Bonfire Nighttime, as well as loud and bright fireworks displays, can be frightening for your pets and other animals. Many animals are scared by loud fireworks and thunderstorms, but they can be kept calm with some forethought.
It's not surprising; animals have a much more acute, sensitive hearing, and the bangs of fireworks are far from soothing. Furthermore, while we understand that the noise is associated with a local celebration and is completely safe, our pets and local wildlife do not; to them, it is simply a warning sign.
Here are some tips for keeping our pets and other animals safe and peaceful during fireworks shows.
If there are any nearby displays, notify the organisers; they may be able to ensure that the fireworks are launched in the opposite direction, or they may reconsider the location for future displays if they are aware that horses or farm animals live nearby.
Maintaining your horse's routine and keeping them in their usual environment, as well as keeping them with their regular companions, is often the best way to keep them feeling secure rather than spooked. If they're usually out in the fields, let them stay there as long as it's safe to do so, and vice versa if they're traditionally stabled.
Make sure you know when and where any "major" fireworks displays are taking place in your region ahead of time so you can be prepared. Nothing is more frustrating than having a peaceful evening at home disturbed by loud noises that frighten your precious pet.
Keep your pets indoors and close all of your doors and windows, but leave internal doors open, so they don't feel 'trapped.' Draw the blinds, turn on the TV, or play music – preferably louder than usual – to drown out as much noise as possible. If your dog chooses to sit with you for comfort or hideaway wherever they feel safe, don't try to coax them out; this will make them more scared.
On the other hand, Cats will most likely discover their hiding spots and should be left alone when they do!
Provide extra bedding for rabbits, guinea pigs, and other small pets to help keep out the noise and make hiding simpler. As soundproofing, you might also cover their cage with a blanket.
It's not just your pets at home who need to be cared after on Bonfire Night; we all need to do our part to protect the local animals.

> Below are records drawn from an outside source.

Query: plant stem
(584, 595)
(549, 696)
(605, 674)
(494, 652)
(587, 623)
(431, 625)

Hedgehogs looking for a warm place to rest during the winter months will find bonfires to be appealing. But they're not the only ones: toads, newts, and frogs have been known to curl up in bonfires, so it's critical to keep an eye out for any of these little critters.
Before lighting the bonfire, give it a thorough inspection with a torch, and if you discover any, gently remove them and set them somewhere safe and far away from the flames. It's a terrific idea to build an alternate shelter with tiny heaps of logs and leaves a safe distance out, as this will ideally keep wildlife away from the blaze in the first place. If you have any extra wood or leaves, don't burn them; instead, allow them to become wildlife habitats in the future!